За воротами низким, приглушенным басом залаяла собака. И, стараясь перекрыть собаку, снова закричала женщина:
— Где пропала, невестка? Не слышишь? Ребенок от крика надорвался!
Фания, видимо, стесняясь постороннего человека, сдержанно ответила:
— Сама говоришь, мама, что ребенок без плача не растет, что же прикажешь делать?
Свекровь по ее голосу поняла, что она не одна, и прикрикнула на собаку: «Но, Черноух!» Затем, изменив голос, спросила:
— Кто там с тобой?
Сания узнала ее по голосу: это была Хадича, бойкая на язык женщина.
— Это я, Хадича-апа, — сказала Сания, — ваш депутат из горсовета. Зашла узнать, как поживаете. Здравствуйте.
— Пожалуйства, милости просим.
— Не сердитесь, что пришла не вовремя, Хадича-апа, если прийти засветло, не знаешь, будете дома или нет. Думала: зайти или нет? Но тут встретила Фанию и решила зайти. Только сейчас узнала, что Фания ваша невестка…
— Милости просим, — повторила Хадича. — Невестка, да иди ты, забери скорей ребенка! Ведь горло сорвал.
Сания продолжала:
— Давно хотела посмотреть вашего ребенка, ведь мы в одно время с Фанией рожали. Крепкий голос. Ничего не скажешь, голос мальчика. Покажи-ка мне крикуна.
— Есть уж что показывать, — проворчала Хадича, — ведь весь обмарался…
— Чего не бывает с детьми, Хадича-апа! — И, увидев ребенка, похвалила его — Попра-а-авился! Тьфу, не сглазить бы! Очень славный ребенок…

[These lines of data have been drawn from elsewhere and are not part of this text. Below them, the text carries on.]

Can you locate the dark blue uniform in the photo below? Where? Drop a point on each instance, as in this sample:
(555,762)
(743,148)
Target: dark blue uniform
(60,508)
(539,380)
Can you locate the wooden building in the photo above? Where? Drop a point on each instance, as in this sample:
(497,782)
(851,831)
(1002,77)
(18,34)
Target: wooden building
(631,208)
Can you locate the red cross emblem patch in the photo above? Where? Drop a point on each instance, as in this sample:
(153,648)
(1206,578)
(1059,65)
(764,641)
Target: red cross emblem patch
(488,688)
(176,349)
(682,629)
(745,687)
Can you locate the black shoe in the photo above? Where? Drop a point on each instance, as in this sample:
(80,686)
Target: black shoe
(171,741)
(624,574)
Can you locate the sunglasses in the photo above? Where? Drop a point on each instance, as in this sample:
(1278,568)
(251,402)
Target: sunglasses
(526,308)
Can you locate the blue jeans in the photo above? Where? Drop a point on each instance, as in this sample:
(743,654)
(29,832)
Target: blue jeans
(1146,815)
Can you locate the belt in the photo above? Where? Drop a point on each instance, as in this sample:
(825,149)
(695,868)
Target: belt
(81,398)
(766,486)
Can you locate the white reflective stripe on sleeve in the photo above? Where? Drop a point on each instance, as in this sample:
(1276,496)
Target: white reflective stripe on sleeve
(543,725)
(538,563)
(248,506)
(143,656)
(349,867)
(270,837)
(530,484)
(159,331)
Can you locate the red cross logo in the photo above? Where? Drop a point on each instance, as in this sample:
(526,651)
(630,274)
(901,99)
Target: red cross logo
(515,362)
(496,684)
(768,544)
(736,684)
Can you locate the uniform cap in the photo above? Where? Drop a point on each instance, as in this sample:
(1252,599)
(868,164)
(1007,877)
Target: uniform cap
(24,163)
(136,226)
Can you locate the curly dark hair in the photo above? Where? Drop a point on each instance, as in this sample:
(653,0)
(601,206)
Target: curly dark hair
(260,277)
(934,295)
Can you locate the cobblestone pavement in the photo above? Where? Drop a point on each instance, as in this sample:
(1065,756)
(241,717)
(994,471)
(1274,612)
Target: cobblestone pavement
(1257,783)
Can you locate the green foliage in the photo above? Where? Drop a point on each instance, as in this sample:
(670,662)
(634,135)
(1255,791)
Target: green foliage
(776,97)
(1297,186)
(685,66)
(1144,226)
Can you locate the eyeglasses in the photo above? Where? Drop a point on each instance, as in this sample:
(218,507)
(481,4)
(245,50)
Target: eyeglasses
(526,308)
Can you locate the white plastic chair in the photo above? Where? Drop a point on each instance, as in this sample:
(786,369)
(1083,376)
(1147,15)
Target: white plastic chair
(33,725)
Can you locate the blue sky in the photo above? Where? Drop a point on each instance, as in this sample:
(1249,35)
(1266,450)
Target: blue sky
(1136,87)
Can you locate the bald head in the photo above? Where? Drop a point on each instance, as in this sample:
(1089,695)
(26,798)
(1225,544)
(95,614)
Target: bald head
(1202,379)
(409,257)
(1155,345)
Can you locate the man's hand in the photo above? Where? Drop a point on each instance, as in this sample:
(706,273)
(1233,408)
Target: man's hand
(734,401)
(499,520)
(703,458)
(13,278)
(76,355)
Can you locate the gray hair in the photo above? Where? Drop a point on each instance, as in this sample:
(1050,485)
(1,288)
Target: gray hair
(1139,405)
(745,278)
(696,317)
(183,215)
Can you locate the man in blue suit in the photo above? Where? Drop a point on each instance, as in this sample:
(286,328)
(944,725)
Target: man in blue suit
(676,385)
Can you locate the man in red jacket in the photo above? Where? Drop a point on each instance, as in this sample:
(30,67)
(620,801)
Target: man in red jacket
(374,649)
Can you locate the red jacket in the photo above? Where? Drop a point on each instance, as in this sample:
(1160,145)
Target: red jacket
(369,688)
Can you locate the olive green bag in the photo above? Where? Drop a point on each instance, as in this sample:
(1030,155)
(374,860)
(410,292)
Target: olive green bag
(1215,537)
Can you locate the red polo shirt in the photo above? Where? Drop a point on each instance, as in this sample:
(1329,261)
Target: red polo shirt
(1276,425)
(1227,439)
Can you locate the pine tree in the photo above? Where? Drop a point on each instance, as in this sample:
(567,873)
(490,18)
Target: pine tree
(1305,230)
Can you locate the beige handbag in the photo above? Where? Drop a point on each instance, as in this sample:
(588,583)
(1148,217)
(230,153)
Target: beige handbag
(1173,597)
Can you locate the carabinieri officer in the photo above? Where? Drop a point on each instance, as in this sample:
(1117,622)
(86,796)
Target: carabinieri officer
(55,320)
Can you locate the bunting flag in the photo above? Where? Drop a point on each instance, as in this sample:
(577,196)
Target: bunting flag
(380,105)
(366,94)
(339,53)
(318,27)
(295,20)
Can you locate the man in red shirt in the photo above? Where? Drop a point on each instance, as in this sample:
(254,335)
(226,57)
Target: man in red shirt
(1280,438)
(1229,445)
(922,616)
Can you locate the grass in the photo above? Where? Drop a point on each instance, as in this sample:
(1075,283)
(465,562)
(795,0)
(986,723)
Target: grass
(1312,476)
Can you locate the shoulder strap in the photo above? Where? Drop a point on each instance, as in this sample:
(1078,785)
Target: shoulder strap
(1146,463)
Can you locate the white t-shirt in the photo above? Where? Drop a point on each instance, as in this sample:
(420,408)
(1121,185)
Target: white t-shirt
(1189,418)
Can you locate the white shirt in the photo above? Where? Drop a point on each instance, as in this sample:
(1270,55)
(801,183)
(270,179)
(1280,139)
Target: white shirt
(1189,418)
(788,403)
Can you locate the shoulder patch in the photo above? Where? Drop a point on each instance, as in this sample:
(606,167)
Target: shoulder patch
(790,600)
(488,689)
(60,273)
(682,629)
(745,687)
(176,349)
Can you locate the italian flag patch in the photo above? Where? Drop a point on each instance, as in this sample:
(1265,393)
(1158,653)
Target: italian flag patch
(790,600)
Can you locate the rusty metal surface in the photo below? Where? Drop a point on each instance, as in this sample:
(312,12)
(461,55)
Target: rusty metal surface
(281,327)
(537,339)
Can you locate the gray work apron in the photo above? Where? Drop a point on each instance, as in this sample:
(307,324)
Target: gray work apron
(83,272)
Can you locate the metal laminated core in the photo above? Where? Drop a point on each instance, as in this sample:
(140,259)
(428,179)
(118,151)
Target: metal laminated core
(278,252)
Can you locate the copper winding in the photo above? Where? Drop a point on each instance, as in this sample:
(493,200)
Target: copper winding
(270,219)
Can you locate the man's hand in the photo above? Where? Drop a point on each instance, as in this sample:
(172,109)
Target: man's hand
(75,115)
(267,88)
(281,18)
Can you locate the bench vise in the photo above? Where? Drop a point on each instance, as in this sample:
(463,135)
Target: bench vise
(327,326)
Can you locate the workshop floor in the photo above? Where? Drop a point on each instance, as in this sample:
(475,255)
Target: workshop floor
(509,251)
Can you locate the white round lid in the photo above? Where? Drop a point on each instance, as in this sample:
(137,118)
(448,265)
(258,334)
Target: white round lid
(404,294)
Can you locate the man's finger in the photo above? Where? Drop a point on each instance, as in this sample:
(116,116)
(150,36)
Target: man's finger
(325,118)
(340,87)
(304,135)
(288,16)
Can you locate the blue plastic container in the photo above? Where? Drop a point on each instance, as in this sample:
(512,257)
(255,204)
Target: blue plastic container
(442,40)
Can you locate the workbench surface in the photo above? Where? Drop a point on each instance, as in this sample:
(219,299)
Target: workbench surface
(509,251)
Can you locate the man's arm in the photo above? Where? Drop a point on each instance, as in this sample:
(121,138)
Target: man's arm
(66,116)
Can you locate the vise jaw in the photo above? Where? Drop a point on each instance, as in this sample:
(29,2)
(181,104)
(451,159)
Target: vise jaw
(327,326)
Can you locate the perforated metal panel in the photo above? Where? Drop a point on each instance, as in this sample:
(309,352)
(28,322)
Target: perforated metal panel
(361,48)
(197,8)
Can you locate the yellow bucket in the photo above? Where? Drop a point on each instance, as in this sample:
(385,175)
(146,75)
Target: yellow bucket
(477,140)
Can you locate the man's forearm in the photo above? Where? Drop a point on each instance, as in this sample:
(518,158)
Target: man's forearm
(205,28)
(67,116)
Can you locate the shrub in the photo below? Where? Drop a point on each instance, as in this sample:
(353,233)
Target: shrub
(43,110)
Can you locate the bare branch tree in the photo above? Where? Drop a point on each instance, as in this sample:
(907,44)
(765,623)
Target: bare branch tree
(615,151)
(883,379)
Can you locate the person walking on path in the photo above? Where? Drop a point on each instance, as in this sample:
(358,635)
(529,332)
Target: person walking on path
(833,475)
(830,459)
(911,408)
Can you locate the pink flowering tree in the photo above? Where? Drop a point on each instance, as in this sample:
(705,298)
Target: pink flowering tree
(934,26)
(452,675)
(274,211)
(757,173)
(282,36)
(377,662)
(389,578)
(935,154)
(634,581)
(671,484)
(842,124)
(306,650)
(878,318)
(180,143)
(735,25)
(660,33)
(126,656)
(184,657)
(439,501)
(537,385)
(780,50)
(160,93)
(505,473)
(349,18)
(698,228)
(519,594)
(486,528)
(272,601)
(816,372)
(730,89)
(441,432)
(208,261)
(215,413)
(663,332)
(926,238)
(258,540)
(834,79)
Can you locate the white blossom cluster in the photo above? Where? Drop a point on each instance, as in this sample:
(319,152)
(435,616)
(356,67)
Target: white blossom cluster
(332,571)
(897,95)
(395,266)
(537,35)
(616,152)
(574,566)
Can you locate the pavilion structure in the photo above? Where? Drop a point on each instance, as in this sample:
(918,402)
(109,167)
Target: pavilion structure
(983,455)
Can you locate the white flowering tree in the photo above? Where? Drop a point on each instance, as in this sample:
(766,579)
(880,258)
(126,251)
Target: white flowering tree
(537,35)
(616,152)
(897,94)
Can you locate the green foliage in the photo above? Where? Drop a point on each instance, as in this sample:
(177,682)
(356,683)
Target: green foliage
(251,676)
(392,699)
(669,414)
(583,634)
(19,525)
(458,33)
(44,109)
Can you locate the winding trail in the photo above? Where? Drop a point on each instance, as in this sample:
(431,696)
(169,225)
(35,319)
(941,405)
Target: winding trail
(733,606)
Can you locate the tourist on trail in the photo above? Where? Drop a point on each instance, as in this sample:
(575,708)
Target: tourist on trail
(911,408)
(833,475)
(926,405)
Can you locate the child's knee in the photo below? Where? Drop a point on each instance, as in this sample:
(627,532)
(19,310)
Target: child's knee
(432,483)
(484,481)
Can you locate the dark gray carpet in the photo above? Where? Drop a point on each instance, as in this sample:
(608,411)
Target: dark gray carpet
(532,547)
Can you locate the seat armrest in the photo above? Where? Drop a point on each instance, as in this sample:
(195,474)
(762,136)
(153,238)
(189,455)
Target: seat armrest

Фания завернула его в одеяльце и села кормить.
— Смотри, как жадно сосет, — отметила Сания.
— Слава тебе господи, хоть ревет, а поправляется, — добавила Хадича.
Потом Сания спросила об отце ребенка и, узнав, что он жив, здоров и часто шлет с фронта весточки, порадовалась с женщинами. Пожалела про себя, что все еще нет писем от Камиля. И снова перешла к расспросам о житье-бытье.
Хадича обстоятельно отвечала на ее расспросы, однако, чувствуя, что депутатка явилась неспроста, держалась настороженно.
11
Жалкой выглядела здесь Фания.
Недавно еще она была школьницей, обучавшейся у Сании. На таких, как она, делали ставку — считали счастливым молодым поколением, которому открыты все пути.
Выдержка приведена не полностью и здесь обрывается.